Posted by: c! | July 20, 2007 at 04:34 PM
In my experience, history has a way of finding its way into courses even when they're not explicitly history courses. The macroeconomics course I recently took, which I doubt was exceptional in this regard, was largely a survey of the history of macroeconomic thinking, and even if it was not structured as a history course, it did include a modest amount historical readings. The engineering courses I've taken over the years often sprinkled in historical footnotes as they were relevant to course content; I particularly enjoyed the personal reminiscings of the faculty members about their own experiences over the years. That I never took a history of engineering course (indeed, none were offered) did not, in my estimation, leave me a worse engineer. Lastly, the AP Physics course I recently helped teach was essentially a tour through the history of physics.
Economics, like, say, philosophy, may differ from science and engineering in that much of the knowledge is timeless instead of progressive.
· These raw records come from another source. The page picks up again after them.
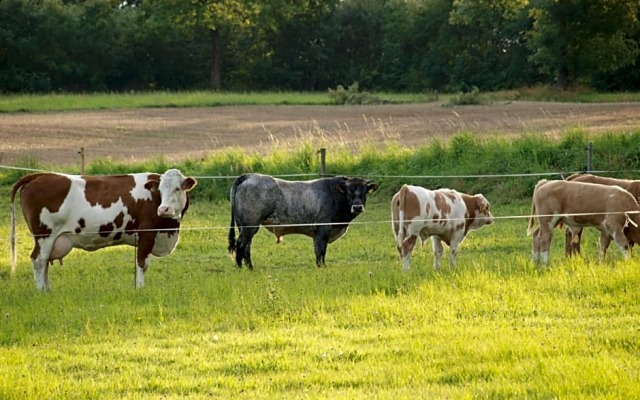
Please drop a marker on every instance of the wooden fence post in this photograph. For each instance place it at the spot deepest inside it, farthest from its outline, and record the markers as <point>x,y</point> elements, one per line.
<point>81,152</point>
<point>589,149</point>
<point>323,161</point>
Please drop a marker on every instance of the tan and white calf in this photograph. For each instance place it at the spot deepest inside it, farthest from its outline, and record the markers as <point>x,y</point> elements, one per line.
<point>610,209</point>
<point>91,212</point>
<point>445,215</point>
<point>573,236</point>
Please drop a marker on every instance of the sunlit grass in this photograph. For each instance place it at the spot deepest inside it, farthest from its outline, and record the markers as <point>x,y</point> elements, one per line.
<point>98,101</point>
<point>495,327</point>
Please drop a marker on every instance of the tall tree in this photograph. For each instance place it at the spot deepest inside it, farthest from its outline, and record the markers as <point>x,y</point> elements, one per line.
<point>575,39</point>
<point>217,16</point>
<point>491,51</point>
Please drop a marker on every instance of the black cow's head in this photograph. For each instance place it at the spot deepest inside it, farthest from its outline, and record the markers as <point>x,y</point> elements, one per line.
<point>356,191</point>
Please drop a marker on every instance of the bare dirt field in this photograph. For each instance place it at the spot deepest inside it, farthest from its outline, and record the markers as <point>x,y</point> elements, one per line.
<point>182,133</point>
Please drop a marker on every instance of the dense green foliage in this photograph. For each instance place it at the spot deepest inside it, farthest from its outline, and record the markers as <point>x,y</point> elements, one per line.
<point>503,169</point>
<point>385,45</point>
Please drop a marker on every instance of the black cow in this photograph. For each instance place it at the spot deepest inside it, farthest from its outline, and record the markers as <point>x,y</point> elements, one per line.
<point>321,209</point>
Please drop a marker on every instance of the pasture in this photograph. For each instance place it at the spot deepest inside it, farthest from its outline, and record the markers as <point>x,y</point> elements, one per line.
<point>495,327</point>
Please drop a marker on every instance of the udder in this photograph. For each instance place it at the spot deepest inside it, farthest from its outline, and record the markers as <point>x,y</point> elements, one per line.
<point>61,247</point>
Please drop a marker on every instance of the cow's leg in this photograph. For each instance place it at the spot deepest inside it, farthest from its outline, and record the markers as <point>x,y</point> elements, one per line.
<point>543,237</point>
<point>407,248</point>
<point>40,260</point>
<point>572,241</point>
<point>453,247</point>
<point>320,243</point>
<point>621,240</point>
<point>535,246</point>
<point>41,273</point>
<point>146,241</point>
<point>243,245</point>
<point>438,250</point>
<point>605,240</point>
Whereas in science and engineering, it often suffices to point to the most recent work, which will have the previous work embedded in it, in economics, the previous work may be so completely off in a different direction that it demands attention.
For example, I would rarely city whatever classic physics publication was the origin of my work. For example, I used Maxwell's equations in my electromagnetics thesis, but I never referenced or even read Maxwell. Maxwell's equations are so thoroughly accepted that it's often appropriate to mention and use them without source. On the other hand, I did trace much of the thesis's more specialized work to its source, and an interesting history emerged from this process. Still, because the phenomena being described (here, electromagnetic wave propagation) are timeless with respect to societal change, there is less need for knowledge to be situated in a historical context.
Meanwhile, I've found great attention to history paid in the economics literature. Work like this on discounting
http://www.mit.edu/people/shanefre/TimeDiscandPref.pdf
is not uncommon. Perhaps because the nature of economics is so much more a function of the society that practices it, I see much more attention to history paid than I did in engineering.
That's not to say that economics couldn't or shouldn't pay more attention to its history. But to say things like "It would be like being an anthropologist who had never heard of Malinowski or an evolutionary biologist who had never heard of Darwin." seems unfair to both natural science and economics.
Posted by: Seth Baum | July 22, 2007 at 10:47 AM
C! says: ". . . where do the models hold, and where don't they? I don't know if this sort of survey has been done in economics, but it seems to be a good first step in reflection."
That is to some extent what we try to do here, for example re: cost benefit analysis. http://forestpolicy.typepad.com/ecoecon/costbenefit_analysis/index.html
C! continues: "From there, heterodox economists can move beyond critiquing the mainstream and start creating alternative models. I'm not well-versed in the post-autistic economics literature, so perhaps you have a better sense of who is doing these things."
The Post Autistic Economics network journal, at http://www.paecon.net/ , is open-acess to the public, as is the journal some adaptive management theorists (linked to the Ecological Economics crowd) write in: Ecology and Society (formerly Conservation Ecology) http://www.ecologyandsociety.org/archive.php
I wish all journals were open to the public. Our conversations would be better-informed.
This little blog, by the by, is not meant to keep everyone up to speed on ecology and economics cross-poliinization. Instead, we just serve up a few tidbits here and there and try to keep things a bit edgy as we do.